Cathay Williams: Guerrera Incómoda para la Izquierda Moderna

Cathay Williams: Guerrera Incómoda para la Izquierda Moderna

Cathay Williams desafió a la historia y lo convencional al convertirse en la primera mujer afroamericana en entrar al ejército de EE.UU., disfrazada de hombre en 1866. Su historia delata la narrativa del victimismo que tanto promueven hoy en día.

Vince Vanguard

Vince Vanguard

¿Sabías que una mujer afroamericana se infiltró en el ejército de Estados Unidos en el siglo XIX, desafiando expectativas y normas sociales? Sí, Cathay Williams, nacida en septiembre de 1844 en Independence, Missouri, logró hacerse un lugar en la historia al disfrazarse de hombre, bajo el nombre de William Cathay, para unirse al ejército en 1866. Fue la primera afroamericana documentada en hacerlo y su existencia es un testimonio de valentía y determinación, características que molestan a aquellos que prefieren una narrativa de victimismo.

Cathay nació en la esclavitud, un lugar que los activistas contemporáneos quieren borrar de su currículo personal cuando se trata de historias de éxito. Ella comenzó su travesía en el mundo militar como sirvienta del General Philip Sheridan durante la Guerra Civil, pero no fue suficiente para una mujer decidida a encontrar su propio camino. Después de la guerra, Williams tomó el alias de William Cathay y se alistó en el 38º Regimiento de Infantería, uno de los seis regimientos formados exclusivamente por soldados afroamericanos conocidos como los Buffalo Soldiers.

Su historia es una bofetada a la noción de que el camino al éxito siempre estará pavimentado y determinado por victorias políticas y sociales a gran escala. Williams superó la discriminación y las difíciles condiciones de su tiempo con una simplicidad contundente: acción directa y riesgo personal. ¿Acaso los arquitectos de las desigualdades sistémicas tienen espacio en su discurso para una mujer que se levantó sola, desafiando el sistema más restrictivo?
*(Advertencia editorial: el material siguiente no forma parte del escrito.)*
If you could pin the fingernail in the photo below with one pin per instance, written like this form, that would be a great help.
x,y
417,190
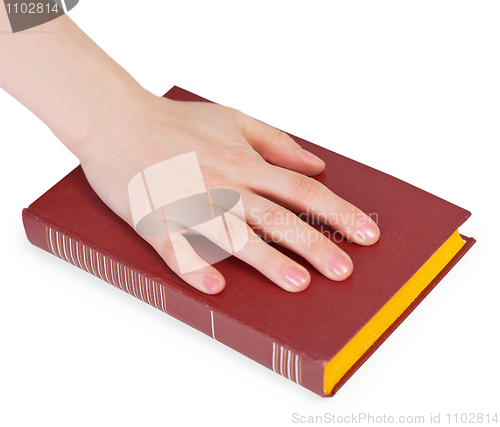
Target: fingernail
x,y
367,230
294,276
311,156
339,265
210,282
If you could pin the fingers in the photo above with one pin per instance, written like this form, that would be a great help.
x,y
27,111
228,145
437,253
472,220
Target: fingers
x,y
276,147
281,226
179,255
303,194
236,237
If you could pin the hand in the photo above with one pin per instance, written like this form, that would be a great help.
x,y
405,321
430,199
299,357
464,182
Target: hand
x,y
264,165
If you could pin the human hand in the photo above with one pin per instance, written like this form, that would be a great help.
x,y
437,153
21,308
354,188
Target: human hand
x,y
264,165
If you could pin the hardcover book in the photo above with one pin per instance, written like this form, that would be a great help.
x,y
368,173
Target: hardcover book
x,y
316,338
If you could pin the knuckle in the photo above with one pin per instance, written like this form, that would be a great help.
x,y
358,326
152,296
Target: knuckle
x,y
304,188
241,157
272,215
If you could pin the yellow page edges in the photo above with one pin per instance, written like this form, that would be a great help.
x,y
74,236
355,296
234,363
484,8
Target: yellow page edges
x,y
336,368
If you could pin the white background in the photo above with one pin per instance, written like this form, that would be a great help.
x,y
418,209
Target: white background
x,y
410,88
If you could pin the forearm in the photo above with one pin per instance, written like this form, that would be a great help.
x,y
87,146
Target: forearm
x,y
64,78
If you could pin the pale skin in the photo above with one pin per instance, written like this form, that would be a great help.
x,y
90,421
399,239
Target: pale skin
x,y
116,128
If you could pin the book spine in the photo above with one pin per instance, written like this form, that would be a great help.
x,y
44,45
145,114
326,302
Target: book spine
x,y
297,366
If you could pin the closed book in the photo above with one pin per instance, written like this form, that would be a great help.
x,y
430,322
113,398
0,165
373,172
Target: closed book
x,y
316,338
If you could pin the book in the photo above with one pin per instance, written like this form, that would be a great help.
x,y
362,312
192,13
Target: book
x,y
316,338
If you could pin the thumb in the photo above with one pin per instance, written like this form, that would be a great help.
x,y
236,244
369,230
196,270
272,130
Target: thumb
x,y
276,146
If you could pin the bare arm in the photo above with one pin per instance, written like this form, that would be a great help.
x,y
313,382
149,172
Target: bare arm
x,y
118,129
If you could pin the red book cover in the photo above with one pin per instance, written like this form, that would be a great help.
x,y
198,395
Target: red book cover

Probablemente no, porque opaca su agenda de victimismo.

Cathay mantuvo su identidad en secreto durante dos años, y fue únicamente descubierta luego de que contrajera viruela y se encontrara constantemente enferma. En 1868, fue dada de baja honorable tras el descubrimiento de su género durante una consulta médica. El hecho que haya durado tanto tiempo sin ser descubierta, desafiando las normas de la época, muestra aquello que molesta a muchos: su historia no se alinea con el victimismo moderno.

No obstante, su osadía no terminó ahí. Tras su baja, Williams trabajó en varias ocupaciones, nunca rindiéndose ante las vicisitudes que enfrentó. Incluso luchó por una pensión del Ejército en 1891 pero le fue negada. Ella es una estrella incomprendida y olvidada en el panteón de los pioneros afroamericanos. Su historia no es solo de adversidad, sino de tomar el control aún en circunstancias adversas, y desafía el discurso de que la promoción únicamente puede venir a través de los canales correctos elegidos por los liberales modernos.

Si buscamos burbujas de resistencia genuina, esta es una. Cathay Williams eligió una ruta personal y arriesgada al tiempo que la mayoría de los discursos tradicionales actuales se sientan y esperan la aprobación gubernamental. Sencillamente fue a lo que quería, y lo hizo en una época mucho más desafiante que la actual, en la que muchas figuras públicas modernas prefieren enraizarse en el victimismo para justificar la inacción.

Es sobre mostrar el poder de elección individual sobre la mediocridad promovida por la suma del consenso social. No hay excusa para no avanzar cuando tomamos a alguien como Cathay Williams como un ejemplo de tenacidad imparable. ¿O vamos a seguir perpetuando el mito de que las barreras externas son insuperables si alguien con sus dificultades lo logró hace más de 150 años?

Cada uno es responsable de su propio destino, y la historia apasionada de Cathay es una alarma que dice lo mismo. Su historia resuena porque es una en la que el camino elegido estaba lleno de incertidumbre, no porque requiriera una tajada de justicia social repentinamente adquirida. Así que, cuando analicemos los mitos modernos, recordemos a aquellos como Cathay, quienes simplemente hicieron lo necesario sin fanfarrias ni subsistencia políticas.

Cathay Williams no era necesariamente una rebelde, no estaba en contra de un movimiento, ni buscaba fomentar un subtexto social de protesta. Fue una mujer cuya vida no dependió de retórica preempaquetada, sino de pura osadía y auto-suficiencia, incomodando así a quienes consideran que no podemos avanzar sin un bastón de dependencia estatal. Cathay representa esa audacia práctica que desafía a quienes quieren pintarnos a todos como víctimas eternas. Y eso, más que cualquier otra cosa, es lo que la hace una heroína inapelable en los anales del espíritu estadounidense.